Var mı o şapkayı giyebilecek bir babayiğit?
Atatürk Albümü'ne lütfen iyi bakın. Bugün gazeteyle armağan ettiğimiz albümden söz ediyorum. Fotoğraflar birbirinden güzel. Dolmabahçe Sarayı'nda bir adam. Bastonunu omzunun üzerine silah tutar gibi koymuş. Sanki şatosunun bahçesinde gezinen İngiliz lord. Sonra kalabalık bir grupla objektiflere bakmış. Bu sefer ki farkı şapkası. Öylesine iddialı ki. Değil o gün, bugün bile kimsenin cesaret edemeyeceği türden.
19 mayıs için liderler ve kıyafetleri üzerine bir yazı hazırlamıştım. Olmuyor ama. Bir türlü dikkatimi toparlayamıyorum. Gözüm televizyonda. Kocatepe Cami bütün ihtişamıyla yükseliyor. Danıştay Üyesi Özbilgin'in cenazesini tıklım tıklım. "Türkiye laiktir, laik kalacak" diye bağırıyor kadınlar. Bakanlardan Abdülkadir Aksu, Abdüllatif Şener, Cemil Çiçek protestolarla karşılanıyor. Ardından tartaklanıyorlar. Korumalar araya giriyor. Ürperiyorum. Karmaşık duygular içindeyim. Laik biri olarak mutlu mu olmalıyım bu görüntülerden. Olamıyorum. Hiç bir sempatim olmamasına rağmen hükümet üyelerinin tartaklanmasına sevinemiyorum. Seçilmiş insanların "Katiller" diyerek karşılanması beni huzursuz ediyor. Sonra Başbakan'a kızıyorum kendi kendime. Niye cenazeye gelmedi. Niye uzak durdu, niye acıyı paylaşmadı? Zor mu geldi yuhalanmak... Her zaman alkışlayacak değiller ya. Neymiş? Dedikoduya göre, Danıştay'a ziyareti sırasında karşılanmadığı için alınmış. Kendisiyle hiç bir yargı üyesi ilgilenmemiş. Gün alınma günü değil ki. Gün birlik olma günü. Zaten hiç iyiye gitmiyoruz.

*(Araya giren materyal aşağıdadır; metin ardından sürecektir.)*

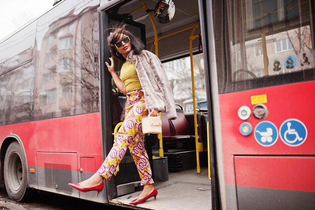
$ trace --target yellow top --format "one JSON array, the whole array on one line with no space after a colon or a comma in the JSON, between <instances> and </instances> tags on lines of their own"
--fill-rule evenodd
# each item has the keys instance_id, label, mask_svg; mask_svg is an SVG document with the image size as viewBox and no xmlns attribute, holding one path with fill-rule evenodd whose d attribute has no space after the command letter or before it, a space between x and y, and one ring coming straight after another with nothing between
<instances>
[{"instance_id":1,"label":"yellow top","mask_svg":"<svg viewBox=\"0 0 315 210\"><path fill-rule=\"evenodd\" d=\"M126 92L142 88L136 68L131 62L126 61L121 66L120 79L125 84Z\"/></svg>"},{"instance_id":2,"label":"yellow top","mask_svg":"<svg viewBox=\"0 0 315 210\"><path fill-rule=\"evenodd\" d=\"M120 79L125 84L126 92L142 88L136 68L131 62L126 61L121 66Z\"/></svg>"}]
</instances>

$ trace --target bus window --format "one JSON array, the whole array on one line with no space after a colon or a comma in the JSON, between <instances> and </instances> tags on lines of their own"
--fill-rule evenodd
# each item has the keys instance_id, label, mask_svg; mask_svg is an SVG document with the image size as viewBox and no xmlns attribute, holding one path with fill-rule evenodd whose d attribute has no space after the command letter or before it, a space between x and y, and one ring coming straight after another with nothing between
<instances>
[{"instance_id":1,"label":"bus window","mask_svg":"<svg viewBox=\"0 0 315 210\"><path fill-rule=\"evenodd\" d=\"M198 107L198 105L202 101L205 101L206 109L205 72L202 54L194 55L193 59L197 108L201 108ZM189 57L166 61L163 63L163 65L173 89L175 103L183 107L184 113L193 113L194 110Z\"/></svg>"},{"instance_id":2,"label":"bus window","mask_svg":"<svg viewBox=\"0 0 315 210\"><path fill-rule=\"evenodd\" d=\"M0 125L31 121L33 72L28 63L0 77Z\"/></svg>"},{"instance_id":3,"label":"bus window","mask_svg":"<svg viewBox=\"0 0 315 210\"><path fill-rule=\"evenodd\" d=\"M313 79L309 1L226 2L229 58L217 59L227 67L219 73L220 93Z\"/></svg>"},{"instance_id":4,"label":"bus window","mask_svg":"<svg viewBox=\"0 0 315 210\"><path fill-rule=\"evenodd\" d=\"M98 14L95 7L77 12L73 18L61 15L36 35L35 120L99 111Z\"/></svg>"}]
</instances>

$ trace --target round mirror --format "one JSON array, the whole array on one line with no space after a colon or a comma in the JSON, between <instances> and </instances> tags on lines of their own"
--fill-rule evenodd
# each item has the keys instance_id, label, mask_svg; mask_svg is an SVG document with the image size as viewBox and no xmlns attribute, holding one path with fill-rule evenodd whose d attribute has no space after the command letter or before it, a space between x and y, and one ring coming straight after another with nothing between
<instances>
[{"instance_id":1,"label":"round mirror","mask_svg":"<svg viewBox=\"0 0 315 210\"><path fill-rule=\"evenodd\" d=\"M160 0L154 10L154 16L160 23L168 23L175 14L175 5L172 0Z\"/></svg>"}]
</instances>

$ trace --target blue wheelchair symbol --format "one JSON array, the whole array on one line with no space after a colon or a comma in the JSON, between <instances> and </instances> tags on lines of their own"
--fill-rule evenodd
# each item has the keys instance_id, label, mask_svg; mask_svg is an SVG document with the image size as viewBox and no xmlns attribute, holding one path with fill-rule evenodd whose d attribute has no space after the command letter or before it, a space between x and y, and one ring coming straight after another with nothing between
<instances>
[{"instance_id":1,"label":"blue wheelchair symbol","mask_svg":"<svg viewBox=\"0 0 315 210\"><path fill-rule=\"evenodd\" d=\"M307 136L305 125L296 119L289 119L280 127L280 138L286 145L291 147L301 145Z\"/></svg>"},{"instance_id":2,"label":"blue wheelchair symbol","mask_svg":"<svg viewBox=\"0 0 315 210\"><path fill-rule=\"evenodd\" d=\"M254 135L260 145L270 147L278 140L278 129L272 122L264 121L256 125Z\"/></svg>"},{"instance_id":3,"label":"blue wheelchair symbol","mask_svg":"<svg viewBox=\"0 0 315 210\"><path fill-rule=\"evenodd\" d=\"M289 69L295 68L297 64L297 59L294 55L290 55L285 57L283 60L283 65L285 68Z\"/></svg>"}]
</instances>

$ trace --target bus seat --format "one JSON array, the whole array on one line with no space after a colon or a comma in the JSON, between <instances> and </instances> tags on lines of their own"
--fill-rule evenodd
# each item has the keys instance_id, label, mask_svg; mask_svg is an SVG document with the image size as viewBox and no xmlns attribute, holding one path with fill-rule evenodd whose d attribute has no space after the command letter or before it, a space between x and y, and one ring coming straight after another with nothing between
<instances>
[{"instance_id":1,"label":"bus seat","mask_svg":"<svg viewBox=\"0 0 315 210\"><path fill-rule=\"evenodd\" d=\"M162 135L165 143L193 140L191 129L182 111L177 111L177 118L168 119L165 113L161 114Z\"/></svg>"},{"instance_id":2,"label":"bus seat","mask_svg":"<svg viewBox=\"0 0 315 210\"><path fill-rule=\"evenodd\" d=\"M171 120L170 121L174 128L175 133L173 136L181 138L194 137L192 135L191 130L188 122L182 110L177 110L177 118L176 119Z\"/></svg>"}]
</instances>

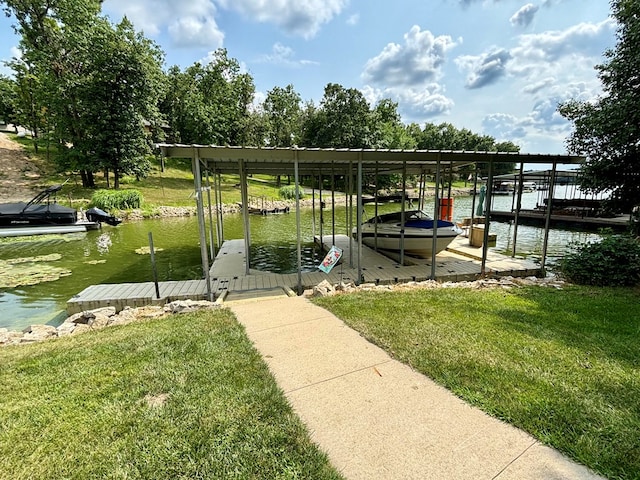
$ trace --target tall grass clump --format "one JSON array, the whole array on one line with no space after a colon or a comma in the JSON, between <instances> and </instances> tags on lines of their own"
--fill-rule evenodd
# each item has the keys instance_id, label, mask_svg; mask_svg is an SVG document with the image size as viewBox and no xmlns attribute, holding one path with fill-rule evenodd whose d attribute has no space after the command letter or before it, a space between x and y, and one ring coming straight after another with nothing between
<instances>
[{"instance_id":1,"label":"tall grass clump","mask_svg":"<svg viewBox=\"0 0 640 480\"><path fill-rule=\"evenodd\" d=\"M295 200L296 199L296 186L295 185L286 185L280 189L280 198L284 198L285 200ZM299 190L300 199L304 198L304 193L302 190Z\"/></svg>"},{"instance_id":2,"label":"tall grass clump","mask_svg":"<svg viewBox=\"0 0 640 480\"><path fill-rule=\"evenodd\" d=\"M142 194L138 190L98 190L91 197L91 205L102 210L127 210L140 208Z\"/></svg>"},{"instance_id":3,"label":"tall grass clump","mask_svg":"<svg viewBox=\"0 0 640 480\"><path fill-rule=\"evenodd\" d=\"M631 235L608 234L600 242L573 247L559 264L570 282L612 287L640 284L640 242Z\"/></svg>"}]
</instances>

Cenazede sadece hükümet üyeleri yuhalanmadı. İnsanlar siyasetçilerden o kadar bunalmış ki... Önlerine gelene saldırdılar. Erkan Mumcu ve Deniz Baykal da sözlü protestolardan nasiplerini aldı . Mumcu sinirlendi "Buradayım, gitmiyorum" diye uzun süre bağırdı. Deniz Baykal ise protestolara nedense bir anlam veremedi. Etrafındakilere sordu: "Sahi, bana mı bağırıyorlar?"